For example, consider \( Y = 4 \). The possible outcomes for this value are:

  • \( X_1 = 1, X_2 = 3 \)
  • \( X_1 = 2, X_2 = 2 \)
  • \( X_1 = 3, X_2 = 1 \)

Therefore,

\( \text{Pr}(Y = 4) \)

\( = \text{Pr}(X_1 = 1, X_2 = 3) + \text{Pr}(X_1 = 2, X_2 = 2) + \text{Pr}(X_1 = 3, X_2 = 1) \)

\( = \text{Pr}(X_1 = 1) \times \text{Pr}(X_2 = 3) + \text{Pr}(X_1 = 2) \times \text{Pr}(X_2 = 2) + \text{Pr}(X_1 = 3) \times \text{Pr}(X_2 = 1) \)

\( = \left(\frac{1}{6} \times \frac{1}{6}\right) + \left(\frac{1}{6} \times \frac{1}{6}\right) + \left(\frac{1}{6} \times \frac{1}{6}\right) \)

\( = \frac{3}{36} \)

Continuing in this way, we can obtain the probability distribution of \( Y = X_1 + X_2 \).

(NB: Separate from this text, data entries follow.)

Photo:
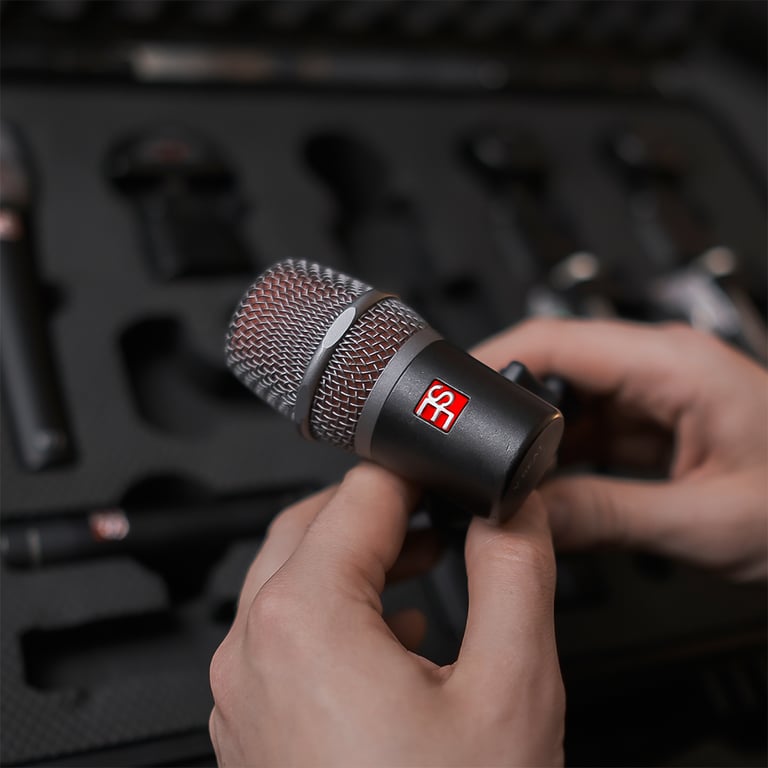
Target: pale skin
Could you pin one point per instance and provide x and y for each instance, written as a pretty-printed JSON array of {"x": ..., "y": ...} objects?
[
  {"x": 311, "y": 674},
  {"x": 712, "y": 509}
]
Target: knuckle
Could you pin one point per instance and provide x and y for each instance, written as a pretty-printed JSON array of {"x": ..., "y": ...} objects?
[
  {"x": 271, "y": 618},
  {"x": 531, "y": 554}
]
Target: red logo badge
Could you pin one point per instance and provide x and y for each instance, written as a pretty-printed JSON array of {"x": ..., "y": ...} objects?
[{"x": 440, "y": 405}]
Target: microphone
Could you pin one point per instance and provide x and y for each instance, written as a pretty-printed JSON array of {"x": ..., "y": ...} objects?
[
  {"x": 28, "y": 374},
  {"x": 357, "y": 368}
]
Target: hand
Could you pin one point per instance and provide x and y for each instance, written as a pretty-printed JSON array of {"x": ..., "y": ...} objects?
[
  {"x": 712, "y": 507},
  {"x": 311, "y": 675}
]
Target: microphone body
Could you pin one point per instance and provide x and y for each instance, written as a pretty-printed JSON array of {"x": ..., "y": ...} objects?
[
  {"x": 28, "y": 372},
  {"x": 357, "y": 368}
]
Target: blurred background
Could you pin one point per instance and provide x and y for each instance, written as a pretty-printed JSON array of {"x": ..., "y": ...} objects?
[{"x": 489, "y": 160}]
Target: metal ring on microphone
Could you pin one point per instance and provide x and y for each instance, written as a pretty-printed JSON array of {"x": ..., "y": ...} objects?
[{"x": 316, "y": 367}]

y 2 3 4 5 6 7 8 9 10 11 12
Pr(Y = y) \(\frac{1}{36}\) \(\frac{2}{36}\) \(\frac{3}{36}\) \(\frac{4}{36}\) \(\frac{5}{36}\) \(\frac{6}{36}\) \(\frac{5}{36}\) \(\frac{4}{36}\) \(\frac{3}{36}\) \(\frac{2}{36}\) \(\frac{1}{36}\)

Example 2

Finding Mean and Covariance

Consider again the random variable \( Y = X_1 + X_2 \) from previous example. Find:

  1. a) \( E(Y) \)
  2. b) \( \text{Var}(Y) \)

Solution

Using the probability distribution of \( Y = X_1 + X_2 \) from Example 4:

  1. a) \( E(Y) \) =
  2. \( E(Y) = \sum_{y} y \cdot \text{Pr}(Y = y) = \frac{{2 + 6 + 12 + \cdots + 12}}{{36}} = \frac{{252}}{{36}} = 7 \)

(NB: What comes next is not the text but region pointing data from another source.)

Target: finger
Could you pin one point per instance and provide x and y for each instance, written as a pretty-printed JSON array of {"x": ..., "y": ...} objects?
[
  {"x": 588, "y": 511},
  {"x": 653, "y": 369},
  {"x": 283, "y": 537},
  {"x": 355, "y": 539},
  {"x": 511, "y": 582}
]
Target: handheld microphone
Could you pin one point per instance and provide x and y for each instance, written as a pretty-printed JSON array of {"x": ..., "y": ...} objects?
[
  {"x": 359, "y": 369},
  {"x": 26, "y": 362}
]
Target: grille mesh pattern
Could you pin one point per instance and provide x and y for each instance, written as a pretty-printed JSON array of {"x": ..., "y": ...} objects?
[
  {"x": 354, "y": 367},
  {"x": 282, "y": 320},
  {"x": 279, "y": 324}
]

  • b) \( \text{Var}(Y) = E(Y^2) - [E(Y)]^2 \)
  • \( E(Y^2) = \sum_{y} y^2 \cdot \text{Pr}(Y = y) = \frac{{4 + 18 + 48 + \cdots + 144}}{{36}} = \frac{{1974}}{{36}} \)

    ∴ \( \text{Var}(Y) = \frac{{1974}}{{36}} - 49 = \frac{{35}}{{6}} \)

    Example 3

    Consider a random variable \( X \) which has a probability distribution as follows:

    x 0 1 2
    Pr(X = x) \(\frac{1}{4}\) \(\frac{1}{2}\) \(\frac{1}{4}\)

    Let \( X_1 \), \( X_2 \), and \( X_3 \) be independent random variables with identical distributions to \( X \).

    1. a) Find the probability distribution of \( X_1 + X_2 + X_3 \).
    2. b) Hence find the mean, variance, and standard deviation of \( X_1 + X_2 + X_3 \).

    Solution

    a) Using a tree diagram or a similar strategy, we can list all the possible combinations of values of \( X_1 \), \( X_2 \), and \( X_3 \) as follows:

    (0, 0, 0), (0, 0, 1), (0, 0, 2), (0, 1, 0), (0, 1, 1), (0, 1, 2), (0, 2, 0), (0, 2, 1), (0, 2, 2)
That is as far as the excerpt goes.